Congressional foes see makings of a Watergate; but voters yawn

Whitewater Investigations Fail To Damage Clinton, Thus Far

REPUBLICAN politicians are gamely trying to make the Whitewater affair stick to the Clinton White House.

Comparisons to Watergate abound - or at least to Spiro Agnew, whose misconduct before he became vice president eventually forced him out of the White House.

But as Republicans prepare to take the president to court over Whitewater-related notes, are they hitting political pay dirt? On one level, say analysts from both parties, the recent escalation of Whitewater wrangling obviously does not help President Clinton. Front-page articles raising allegations that important documents may have vanished deflect attention from House Speaker Newt Gingrich's own ethics troubles.

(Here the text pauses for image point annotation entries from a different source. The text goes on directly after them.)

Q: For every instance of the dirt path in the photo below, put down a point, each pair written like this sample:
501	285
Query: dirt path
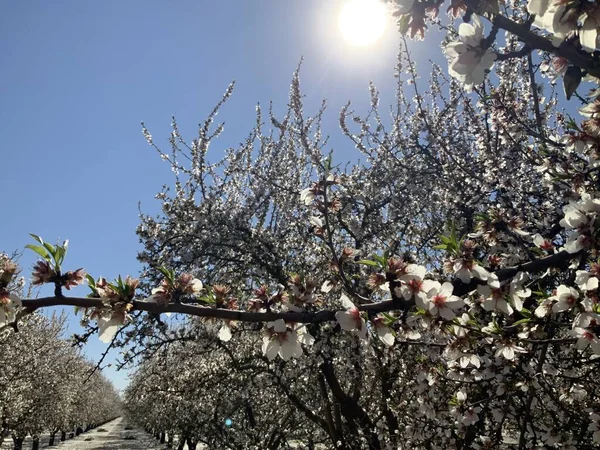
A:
113	439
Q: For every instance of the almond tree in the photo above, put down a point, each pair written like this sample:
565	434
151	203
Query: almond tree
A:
442	294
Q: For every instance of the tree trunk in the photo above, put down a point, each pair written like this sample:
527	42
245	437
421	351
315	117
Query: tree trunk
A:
18	443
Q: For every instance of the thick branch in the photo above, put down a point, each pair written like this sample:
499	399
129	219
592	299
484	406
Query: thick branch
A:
460	288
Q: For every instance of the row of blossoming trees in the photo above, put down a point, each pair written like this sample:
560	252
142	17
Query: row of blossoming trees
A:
46	386
442	293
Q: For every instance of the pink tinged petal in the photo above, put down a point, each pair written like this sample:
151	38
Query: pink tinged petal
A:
503	306
326	286
464	275
421	300
454	302
480	272
542	310
446	289
108	328
518	302
430	285
564	291
488	304
385	334
508	352
575	243
346	302
416	270
306	338
225	333
447	313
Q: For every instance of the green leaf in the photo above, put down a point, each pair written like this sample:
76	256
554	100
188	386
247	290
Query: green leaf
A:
571	80
367	262
91	281
381	260
403	23
37	238
522	321
39	250
50	249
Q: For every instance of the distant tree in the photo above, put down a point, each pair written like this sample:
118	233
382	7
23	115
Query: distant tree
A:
441	293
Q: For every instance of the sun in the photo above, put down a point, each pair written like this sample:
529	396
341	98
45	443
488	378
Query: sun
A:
362	22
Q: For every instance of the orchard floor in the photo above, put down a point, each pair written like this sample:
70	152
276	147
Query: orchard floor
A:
112	439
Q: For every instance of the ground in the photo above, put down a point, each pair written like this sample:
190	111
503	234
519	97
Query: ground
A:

Rep. Bill Martini (R) of New Jersey says that "only recently" has Whitewater come up in discussions with constituents when he's back in his district. "I think they've finally seen that some of the national press are no longer saying this is a fishing expedition," says Congressman Martini, a moderate freshman.

But there are no public data to indicate that Americans' concern over the matter, which centers on an Arkansas real estate venture and a failed savings and loan institution, has heightened substantially in recent weeks. President Clinton, in fact, scored his highest approval rating in two years - just over 50 percent - in a New York Times/CBS poll last week. Pollsters attribute that boost to the budget battle.

By contrast, pollsters say they've done very little polling on Whitewater. "It's a single-digit issue, or less," says Republican consultant Eddie Mahe. "But if, if, underline that in big letters, there are significant indictments from [special prosecutor Kenneth] Starr, it would dramatically change the situation for the public, and could have a serious impact on the president."

The integrity thing

A significant indictment, says Mr. Mahe, would reignite the integrity issue that has long dogged Clinton. "If that issue pops up again, he'd go back down to 43 percent approval rating again," which is his base of support.

As the week wound down, the president was defensively trying to make the Whitewater issue go away. In an interview published in yesterday's Los Angeles Times, Clinton declared that the multimillion-dollar inquiry has produced "not a shred of evidence that we had done anything whatever wrong."

"What I think about this is that a lot of this is politics," he added.

A compromise

At week's end, the White House was working to avoid a court battle over a congressional request for notes from a Nov. 3, 1993, meeting between Clinton's private attorneys, White House lawyers, and other White House officials. The president has claimed that being forced to relinquish the notes would violate his attorney-client privilege, but he has agreed to give them up as long as Congress agrees that he still maintains that right. The Senate Whitewater Committee and special prosecutor Starr have both agreed to that condition; at time of writing, the House Whitewater Committee had not.

If no agreement is reached, the issue could go to federal court, following the full Senate's vote Wednesday to ask a federal judge to order the White House to comply with subpoenas asking for the notes. The prospect of a court battle raises the specter of Watergate, an allusion the White House wants to avoid.

Even if, from a legal viewpoint, fighting the subpoenas does not mean an admission of guilt, that is how the public could perceive it. "Someone in the White House got smart enough to figure that out," says Mahe, and thus the search for a compromise ensued.

Unless there's a major break in the case, Democratic pollster Del Ali says the Republicans could have a hard time mortally damaging the president's reelection campaign with Whitewater. Democrats could start by raising Republicans who have come up on ethics charges, including Sen. Alfonse D'Amato (R) of New York, chair of the Senate Whitewater committee. "If Whitewater is the issue the Republicans plan to run on, they'll have their heads handed to them," says Mr. Ali.